Making up for lost ground
Despite intensive planning work, the start of construction was delayed by six months. The groundbreaking ceremony took place on October 11, 2019. A 120-kilometer FTTH network was to be rolled out over an area of 52.7 square kilometers within 14 months. But flooding caused a temporary halt to construction in the spring. The COVID-19 pandemic also slowed things up and some changes had to be made to the technical requirements. But things have progressed much more quickly since the summer of 2020.
«We are working from the house connections to the junction points,» says site manager Lothar Jung from BIB TECH GmbH as he details the project. The first step involved the construction company laying the tubes along the streets and to the buildings. In the second step, the fiber optic cables were blown in and the network terminations (APL) installed in the buildings.
From the buildings, the lines run to 44 splitters which are in turn connected with five PoP stations. In the bidding competition, R&M Germany had won the contract for the corresponding network technology. Top marks went to the modular R&Mfoxs cabling system, the equipment for the splitters, and the PoP stations.
Since the PoP cells are completely prefabricated by R&M, the construction companies in the field are spared time-consuming work steps. This helped accelerate the project and make up for the lost time.
All partners – hallewestfalen.net, Deutsche Telekom AG, the consultancy company IEBL, project manager BIB TECH, R&M, and the construction company Lüders and SPIE – got the FTTH project on track. Deutsche Telekom AG feeds the signal from its own network in the five hubs. It has leased the city’s fiber optic network and can offer gigabit-fast Internet performance to end customers. The town of Halle, Westfalen has achieved its goal.
The R&M solution for Halle
- 5 turnkey POP stations with ODF from the R&Mfoxs program
- 44 splitters (NVT) with Single Circuit Management System (SCM)
- 690 Polaris boxes and 23 Venus boxes as service area interface (SAI)
- All-round support: Planner consulting, technical specification, support as well as user training on-site and on-time logistics
The project partners
- Client: hallewestfalen.net GmbH
- Project planning: IEBL Ingenieurbüro Werle Trammer GbR, Wilhelmshaven
- Construction site management: BIB TECH GmbH, Rodenberg
- Construction work:
- Lüders Dienstleistungs GmbH, Soltau
- SPIE SAG GmbH GB City Networks & Grids, Essen branch, service bureau Osnabrück
- Network technology: R&M Deutschland GmbH, Gummersbach
Turnkey point of presence (PoP)
They weigh up to 30 tons, are made of reinforced concrete, can be as big as freight containers, and contain everything operators of an FTTx network need at any nodal point: The point of presence stations developed and prefabricated by R&M Germany.

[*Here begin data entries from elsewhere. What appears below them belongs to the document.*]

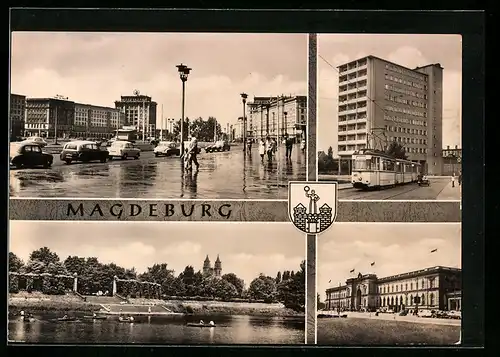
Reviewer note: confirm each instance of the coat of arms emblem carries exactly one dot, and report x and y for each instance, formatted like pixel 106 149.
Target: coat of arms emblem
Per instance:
pixel 312 206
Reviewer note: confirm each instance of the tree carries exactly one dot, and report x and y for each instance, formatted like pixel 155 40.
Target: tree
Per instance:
pixel 396 150
pixel 278 278
pixel 291 292
pixel 44 255
pixel 319 305
pixel 75 264
pixel 15 263
pixel 263 288
pixel 238 283
pixel 326 163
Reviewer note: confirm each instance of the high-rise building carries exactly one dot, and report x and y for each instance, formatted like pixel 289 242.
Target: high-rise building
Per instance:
pixel 48 117
pixel 435 288
pixel 380 102
pixel 17 113
pixel 277 116
pixel 140 112
pixel 96 121
pixel 73 119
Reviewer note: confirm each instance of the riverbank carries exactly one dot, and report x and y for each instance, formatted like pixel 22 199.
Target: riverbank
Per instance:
pixel 68 303
pixel 230 308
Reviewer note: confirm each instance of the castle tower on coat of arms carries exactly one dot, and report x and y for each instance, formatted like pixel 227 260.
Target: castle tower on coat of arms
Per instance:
pixel 312 219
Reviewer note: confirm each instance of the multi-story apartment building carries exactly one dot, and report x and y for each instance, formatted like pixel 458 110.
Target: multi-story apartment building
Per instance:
pixel 48 117
pixel 17 113
pixel 96 121
pixel 380 102
pixel 140 111
pixel 435 288
pixel 277 116
pixel 452 161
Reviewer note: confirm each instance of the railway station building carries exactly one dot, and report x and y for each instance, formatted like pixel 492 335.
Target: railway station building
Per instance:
pixel 276 116
pixel 434 288
pixel 380 102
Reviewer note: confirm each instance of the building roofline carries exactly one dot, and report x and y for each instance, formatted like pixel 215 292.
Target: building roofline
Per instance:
pixel 96 106
pixel 393 63
pixel 434 269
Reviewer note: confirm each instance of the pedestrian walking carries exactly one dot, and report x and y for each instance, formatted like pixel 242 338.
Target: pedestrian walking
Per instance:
pixel 249 146
pixel 303 145
pixel 191 154
pixel 262 149
pixel 269 148
pixel 289 146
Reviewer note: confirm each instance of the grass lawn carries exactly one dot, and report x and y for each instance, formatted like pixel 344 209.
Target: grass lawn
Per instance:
pixel 352 331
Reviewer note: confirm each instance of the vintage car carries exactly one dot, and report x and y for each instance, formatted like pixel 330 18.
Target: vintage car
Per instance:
pixel 83 151
pixel 423 180
pixel 29 154
pixel 37 140
pixel 167 148
pixel 220 145
pixel 124 150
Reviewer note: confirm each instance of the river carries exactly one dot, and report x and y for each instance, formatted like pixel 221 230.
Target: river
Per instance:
pixel 160 330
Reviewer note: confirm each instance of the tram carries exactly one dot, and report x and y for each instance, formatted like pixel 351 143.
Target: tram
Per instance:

R&M equips the PoP cells to suit customer specifications and delivers them as turnkey modules to the site on a flat-bed trailer. This saves the construction companies in the field time-consuming work steps. On-site, all that has to be done is pull the cables from the ground into the cabinet and connect them.
The principle is one PoP – one partner. R&M integrates all passive and active technology required: Tubes for the cable inlets and outlets, underground distribution chambers, raceway cable guides, 19” racks, ODF from the R&Mfoxs or PRIME program, electric installation, illumination, UPS, air conditioning, fire protection, burglar alarms, access control. The cells come in three standard sizes from 3×3 to 6×3 meters. The interiors provide space for the installation of 4,608 to 32,256 fibers or ports. The magnitude depends on the particular ODF concept.
R&M plans the PoP stations in a streamlined process. The customer is given a draft in the very first meeting with R&M consultants. This is followed by calculations, layout, parts lists, schedules, logistics, installation. After a total of twelve steps, the hub goes live.